Food Crises and COVID‑19: Emerging evidence and implications - Technical note

Originally published
View original



In 2019, around 135 million people were facing crisis or worse (Integrated Food Security Phase Classification [IPC]/Cadre Harmonisé [CH] Phase 3 and above) levels of acute food insecurity, requiring urgent assistance across 55 countries (Global Report on Food Crises [GRFC] 2020). In addition, around 183 million were classified in stressed (IPC/CH Phase 2) conditions across 47 countries, on the verge of slipping into acute hunger if hit with further shocks or stressors1 . Following the outbreak of the coronavirus disease 2019 (COVID‑19) pandemic, the global recession and disruptions to food supply chains are threatening livelihoods and food security, especially in countries already facing food crises and for the most vulnerable people working in informal sectors, including agriculture.

According to the recently published State of Food Security and Nutrition in the World 2020 (SOFI), in 2019 nearly 690 million people were chronically food insecure. Preliminary projections suggest that the COVID‑19 pandemic may further add between 83 and 132 million people to the total number of chronically undernourished in the world in 2020, depending on the economic growth scenario2 .

A number of policy measures were put in place both to contain the spread of the virus and to mitigate its negative economic and social effects. The current food security situation remains extremely volatile across various countries albeit with a wide diversity across contexts. Despite progress in food security monitoring, further efforts are necessary.
In this context, as a follow up to the campaign “Food crises and COVID‑19”3 , the Technical Support Unit4 of the Global Network Against Food Crises, in partnership with the Food and Nutrition Security Impact, Resilience, Sustainability and Transformation programme (FIRST), Food Security Information Network (FSIN) and IPC Global Support Unit (IPC GSU), has developed this technical note to present the emerging evidence on the effects of COVID‑19 on acute food insecurity, livelihoods and agri‑food systems, as well as an analysis of the effects of policy measures and responses related to COVID‑19 with a specific focus on countries with food crisis.
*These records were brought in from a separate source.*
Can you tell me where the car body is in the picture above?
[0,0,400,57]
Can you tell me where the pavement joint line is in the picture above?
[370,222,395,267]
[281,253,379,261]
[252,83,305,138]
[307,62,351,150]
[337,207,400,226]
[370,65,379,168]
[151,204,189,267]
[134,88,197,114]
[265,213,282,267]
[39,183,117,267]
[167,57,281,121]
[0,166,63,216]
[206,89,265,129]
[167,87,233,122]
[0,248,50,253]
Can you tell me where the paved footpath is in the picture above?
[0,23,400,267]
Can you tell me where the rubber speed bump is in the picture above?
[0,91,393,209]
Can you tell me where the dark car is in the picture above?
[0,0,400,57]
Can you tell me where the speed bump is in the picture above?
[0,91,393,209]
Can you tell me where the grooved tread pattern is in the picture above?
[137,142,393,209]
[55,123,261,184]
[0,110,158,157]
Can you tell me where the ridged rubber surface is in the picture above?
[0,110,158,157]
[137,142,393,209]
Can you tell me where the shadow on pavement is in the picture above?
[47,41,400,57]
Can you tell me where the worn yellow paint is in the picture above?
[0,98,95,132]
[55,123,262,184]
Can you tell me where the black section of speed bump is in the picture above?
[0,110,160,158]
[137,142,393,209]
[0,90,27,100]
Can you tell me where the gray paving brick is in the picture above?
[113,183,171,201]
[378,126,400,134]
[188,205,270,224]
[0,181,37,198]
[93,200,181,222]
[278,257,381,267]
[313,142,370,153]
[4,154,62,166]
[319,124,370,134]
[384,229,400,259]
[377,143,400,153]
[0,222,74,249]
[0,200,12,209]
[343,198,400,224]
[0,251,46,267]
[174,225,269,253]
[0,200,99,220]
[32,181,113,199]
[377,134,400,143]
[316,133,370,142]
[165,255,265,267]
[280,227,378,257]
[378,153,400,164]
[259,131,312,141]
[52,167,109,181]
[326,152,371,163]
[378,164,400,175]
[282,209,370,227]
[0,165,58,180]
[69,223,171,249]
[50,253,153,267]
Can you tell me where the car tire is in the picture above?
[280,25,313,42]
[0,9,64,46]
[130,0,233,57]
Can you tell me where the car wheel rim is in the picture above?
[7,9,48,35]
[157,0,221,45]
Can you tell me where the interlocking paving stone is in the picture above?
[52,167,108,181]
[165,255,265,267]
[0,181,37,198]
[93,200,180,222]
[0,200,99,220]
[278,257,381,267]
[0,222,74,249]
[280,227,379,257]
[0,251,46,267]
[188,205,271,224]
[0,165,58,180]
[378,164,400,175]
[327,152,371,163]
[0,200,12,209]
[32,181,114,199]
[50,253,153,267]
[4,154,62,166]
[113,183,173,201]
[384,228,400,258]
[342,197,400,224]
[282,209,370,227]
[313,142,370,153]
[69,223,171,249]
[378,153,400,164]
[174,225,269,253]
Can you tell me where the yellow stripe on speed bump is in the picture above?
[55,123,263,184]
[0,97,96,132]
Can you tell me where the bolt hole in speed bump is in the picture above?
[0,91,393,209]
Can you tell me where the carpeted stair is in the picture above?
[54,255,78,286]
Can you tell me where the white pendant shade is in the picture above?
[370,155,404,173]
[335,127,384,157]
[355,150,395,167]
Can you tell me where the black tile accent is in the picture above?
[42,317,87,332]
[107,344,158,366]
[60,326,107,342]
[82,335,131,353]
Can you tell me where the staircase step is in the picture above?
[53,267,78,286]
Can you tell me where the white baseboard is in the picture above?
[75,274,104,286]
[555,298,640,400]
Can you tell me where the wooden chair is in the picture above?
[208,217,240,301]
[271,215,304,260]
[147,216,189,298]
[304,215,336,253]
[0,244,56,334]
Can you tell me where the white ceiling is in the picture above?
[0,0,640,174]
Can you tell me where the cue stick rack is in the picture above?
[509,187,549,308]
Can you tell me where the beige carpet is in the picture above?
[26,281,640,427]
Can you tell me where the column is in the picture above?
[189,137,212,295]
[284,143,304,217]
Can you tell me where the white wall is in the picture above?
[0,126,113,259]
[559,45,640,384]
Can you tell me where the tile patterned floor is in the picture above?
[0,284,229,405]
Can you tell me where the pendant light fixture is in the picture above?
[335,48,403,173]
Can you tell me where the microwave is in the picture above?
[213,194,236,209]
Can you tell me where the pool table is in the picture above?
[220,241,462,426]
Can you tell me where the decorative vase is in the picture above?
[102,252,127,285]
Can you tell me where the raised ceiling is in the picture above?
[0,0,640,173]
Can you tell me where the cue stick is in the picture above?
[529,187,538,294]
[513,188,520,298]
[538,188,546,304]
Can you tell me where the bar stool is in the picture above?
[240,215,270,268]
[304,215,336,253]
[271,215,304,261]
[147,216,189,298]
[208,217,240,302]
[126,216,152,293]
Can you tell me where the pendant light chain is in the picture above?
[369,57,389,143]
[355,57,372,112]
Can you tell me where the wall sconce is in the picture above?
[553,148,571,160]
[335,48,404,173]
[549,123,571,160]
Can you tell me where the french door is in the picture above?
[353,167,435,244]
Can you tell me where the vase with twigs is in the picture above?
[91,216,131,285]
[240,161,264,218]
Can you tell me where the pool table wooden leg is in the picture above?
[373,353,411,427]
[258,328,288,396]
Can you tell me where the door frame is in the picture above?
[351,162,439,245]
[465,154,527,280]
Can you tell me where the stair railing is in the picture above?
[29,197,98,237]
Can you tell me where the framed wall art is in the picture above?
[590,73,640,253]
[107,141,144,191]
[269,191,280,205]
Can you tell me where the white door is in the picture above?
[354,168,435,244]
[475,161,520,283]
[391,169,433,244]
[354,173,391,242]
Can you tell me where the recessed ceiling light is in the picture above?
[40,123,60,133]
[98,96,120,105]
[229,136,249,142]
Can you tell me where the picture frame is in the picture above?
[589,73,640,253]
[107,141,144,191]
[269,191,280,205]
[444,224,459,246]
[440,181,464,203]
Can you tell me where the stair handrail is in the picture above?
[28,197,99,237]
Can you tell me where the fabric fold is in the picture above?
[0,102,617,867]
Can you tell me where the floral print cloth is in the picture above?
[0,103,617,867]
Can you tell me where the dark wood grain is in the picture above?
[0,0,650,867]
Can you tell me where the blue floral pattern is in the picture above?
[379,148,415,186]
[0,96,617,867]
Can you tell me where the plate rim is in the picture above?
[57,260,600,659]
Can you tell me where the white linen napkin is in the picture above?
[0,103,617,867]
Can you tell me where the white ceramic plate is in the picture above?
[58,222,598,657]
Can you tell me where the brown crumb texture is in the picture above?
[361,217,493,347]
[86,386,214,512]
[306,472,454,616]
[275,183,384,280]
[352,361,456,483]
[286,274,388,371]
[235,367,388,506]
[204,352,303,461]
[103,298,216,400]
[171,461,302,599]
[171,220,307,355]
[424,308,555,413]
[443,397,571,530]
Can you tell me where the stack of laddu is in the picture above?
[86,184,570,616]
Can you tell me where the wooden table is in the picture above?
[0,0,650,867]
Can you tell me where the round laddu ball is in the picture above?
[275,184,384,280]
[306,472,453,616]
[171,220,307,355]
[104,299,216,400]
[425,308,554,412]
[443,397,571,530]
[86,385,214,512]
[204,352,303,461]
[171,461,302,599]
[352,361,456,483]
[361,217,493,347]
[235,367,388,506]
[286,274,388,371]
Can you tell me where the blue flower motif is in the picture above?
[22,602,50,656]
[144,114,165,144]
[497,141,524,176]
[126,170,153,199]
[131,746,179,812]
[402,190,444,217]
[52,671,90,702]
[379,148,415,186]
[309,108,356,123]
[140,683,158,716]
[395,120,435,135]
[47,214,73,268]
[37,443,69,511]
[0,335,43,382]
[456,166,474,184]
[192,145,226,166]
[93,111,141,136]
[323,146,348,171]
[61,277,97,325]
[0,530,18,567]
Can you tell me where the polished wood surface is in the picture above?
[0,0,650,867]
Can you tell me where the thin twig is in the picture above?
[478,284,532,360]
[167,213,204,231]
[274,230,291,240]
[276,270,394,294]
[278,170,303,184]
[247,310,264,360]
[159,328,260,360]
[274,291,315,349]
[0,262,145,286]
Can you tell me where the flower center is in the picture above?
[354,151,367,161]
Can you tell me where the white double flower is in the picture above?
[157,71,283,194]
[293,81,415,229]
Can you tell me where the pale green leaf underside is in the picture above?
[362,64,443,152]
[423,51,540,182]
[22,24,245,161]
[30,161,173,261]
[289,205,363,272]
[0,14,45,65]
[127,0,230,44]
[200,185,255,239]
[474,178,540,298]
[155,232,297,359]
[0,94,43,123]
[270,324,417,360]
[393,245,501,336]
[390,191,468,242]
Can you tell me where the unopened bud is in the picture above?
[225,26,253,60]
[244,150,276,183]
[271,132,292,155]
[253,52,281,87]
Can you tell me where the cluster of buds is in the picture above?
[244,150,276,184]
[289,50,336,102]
The note is mainly based on emerging evidence from country‑level food security analyses including: latest IPC and CH, and Famine Early Warning Systems Network updates (FEWS NET) and FIRST Country Profiles. The following section, entitled “Emerging evidence on the effects of COVID‑19 and related policy response on agri‑food systems”, is based on an analysis of relevant policies and COVID‑19 related urgent and essential restrictions from 15 FIRST country profiles between May and July 2020. The analysis is triangulated and complemented with emerging evidence from field monitoring systems and specific assessments of the potential impact of COVID‑19 on food supply chains and rural livelihoods5 , as well as available evidence and complementary sources from Global Network Against Food Crises partners6 .

Based on the emerging evidence, the final section of the report presents some concluding remarks and related implications for decision‑making, response and programming to inform addressing the shortand long‑term challenges, in an attempt to prevent further food crises, and to effectively and sustainably respond to these crises.